SwissBorg founding partner Alex Fazel believes the market is entering a multi-year, structurally different bull phase that could deliver “generational wealth,” laying out what he called an “alt season bible” for 2025–2026 in a wide-ranging interview with Altcoin Daily.
To gauge cycle magnitude, Fazel prefers total crypto market capitalization over date-calling. He mapped prior expansions—roughly 45x from 2014 to 2017 and ~27x into 2021—into a conservative inference that a 2x–3x from the last cycle’s ~$3 trillion top would imply a $6–$9 trillion total capitalization before this run is exhausted. That—along with a still-missing euphoria phase—forms one of his primary exit heuristics. “Rather than just thinking about how long, look at how high,” he said.
On sector leadership, Fazel’s team compiled a year-over-year basket (September 2024 to early September 2025) of tokens that outperformed Bitcoin on sustained timeframes to filter out “pump-and-dump noise.” The list he highlighted was dominated by DeFi and exchange-adjacent assets: Virtuals (AI-agent) with a 20x,Hyperliquid’s HYPE 7x, Sui and its DeepBook DEX as strong performers, Curve and Ethena Labs 2.5x–3x, SwissBorg’s BORG ~2.5x, and Raydium. His conclusion was blunt: “DeFi is the best sector to invest in,” with exchange tokens repeatedly among the most resilient leaders since 2018 due to clear product-market fit in speculation and fee generation.
Fazel stitched those returns to an explicit capital-flows mechanism: buybacks. He showed a positive correlation, in his view, between top token performers and sustained buyback programs, and drew a parallel to equities where many of the cycle’s strongest stocks—including AI bellwethers—have announced large, continuing repurchases. He cautioned, however, that buybacks can be overwhelmed by emissions. “If you have $20 million buying the token, but an airdrop is emitting $53 million, do the math,” he said, citing this dynamic to explain why some well-known tokens underperformed despite revenue.

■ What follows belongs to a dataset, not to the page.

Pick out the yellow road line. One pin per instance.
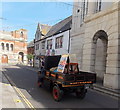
(21, 94)
(25, 99)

From there, he proposed a simple four-quadrant framework for token “pumpamentals”: clear utility that investors perceive as valuable; loyalty via locking; strong, sustainable, and scalable buybacks; and burns or other mechanisms that reduce float. Layer-1s, he argued, typically tick only the first two boxes and still rely on inflationary issuance for staking yields. By contrast, exchange tokens and some DeFi assets can check all four—particularly if fee-linked buybacks are hard-wired, ongoing, and diversified across product lines.
Much of Fazel’s playbook is operational at SwissBorg itself. He disclosed that the company, founded in 2017 and now at “300+ employees” and “$2.4 billion” in assets under management, has shifted to a 50% revenue-to-buyback policy for its BORG token and intentionally delisted from centralized exchanges to “control supply” and concentrate liquidity and volume in-app.
Fazel repeatedly returned to risk management, urging investors to think in probabilities and to be willing to “divorce” underperforming tokens that lack real revenues or sound token economics. He also addressed dilution fears sparked by the proliferation of new tokens, contending that almost none reach meaningful size. “Out of all these coins… 0.00001% have a market cap above $1 million,” he said, arguing that the sheer number of microcap launches should not preclude an altseason in larger, revenue-generating names.
At press time, the total crypto market cap stood at $4.2 trillion.